Regia di Eliza Hittman vedi scheda film
Assegnandone tre, sottraggo volutamente una, forse due stellette alla mia valutazione sintetica: una bellissima sceneggiatura e un'ottima regia (per non dire della fantastica prova dell'attrice protagonista) mancano colpevolmente di una valutazione complessiva della questione "aborto", in perfetto clima di pensiero main stream.

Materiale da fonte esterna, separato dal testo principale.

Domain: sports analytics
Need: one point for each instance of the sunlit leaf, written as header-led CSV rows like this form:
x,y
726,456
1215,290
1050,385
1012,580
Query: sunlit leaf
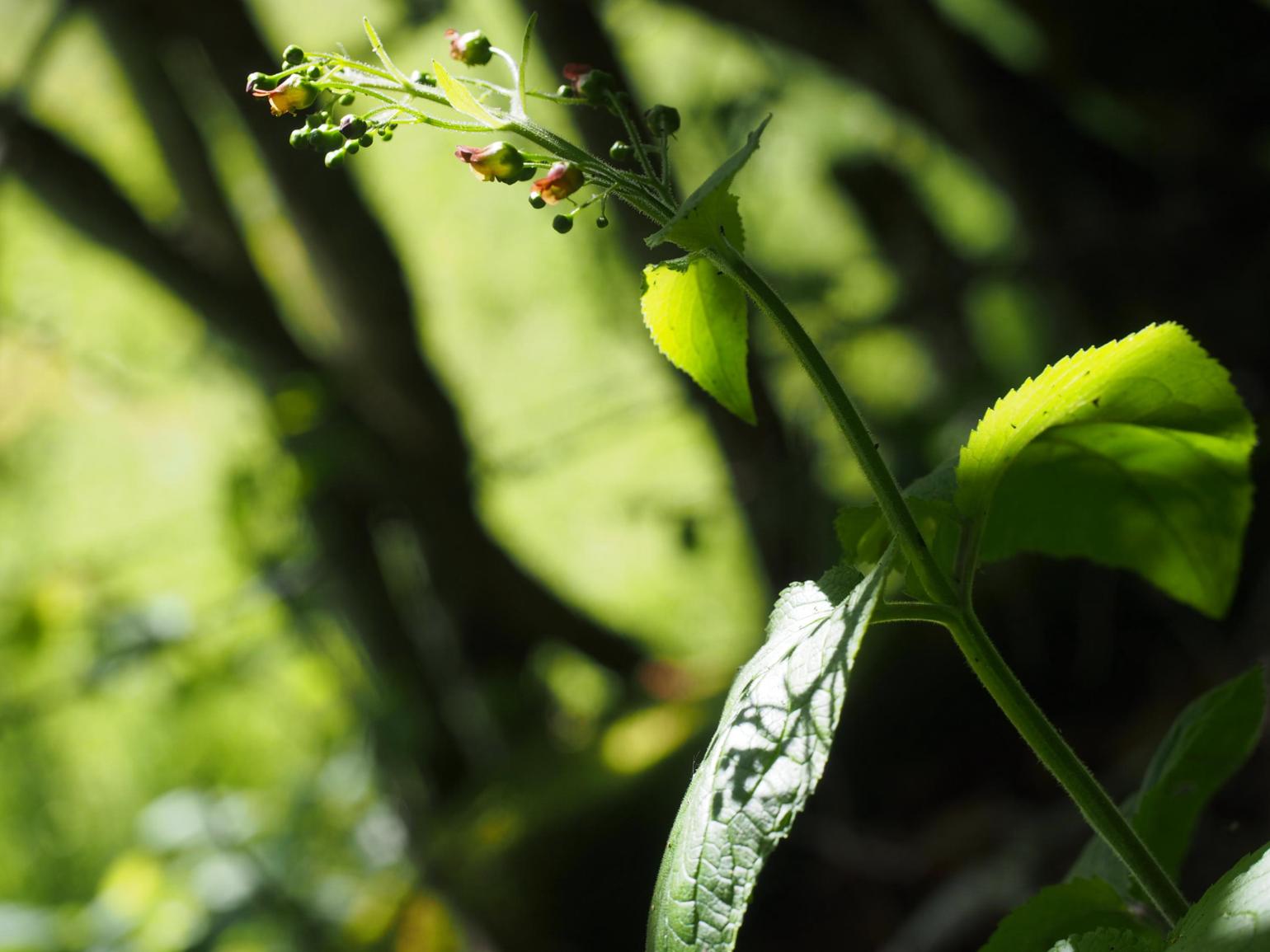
x,y
712,209
1134,455
698,319
463,101
764,762
1057,913
1234,916
1206,744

Indiscutibilmente indovinato praticamente tutto dagli autori di questo film, in particolare la sinergia tra le due splendide attrici protagoniste (naturalmente molto più per Sidney Flanigan/Autumn rispetto al personaggio in secondo piano interpretato da Talia Ryder) e ciò che dei-e-con i loro visi Eliza Hittman riesce a rendere in profondità umana e drammaticità sociale. E sopra ogni cosa, trovo particolarmente felice la scelta del titolo, un titolo strano fatto di avverbi messi in fila che andrà poi efficacemente a coincidere con il climax del film, una lunga sequenza dello straziante colloquio (interrogatorio? confessione?) che la riluttante Autumn è chiamata a sostenere con l’assistente sociale di turno.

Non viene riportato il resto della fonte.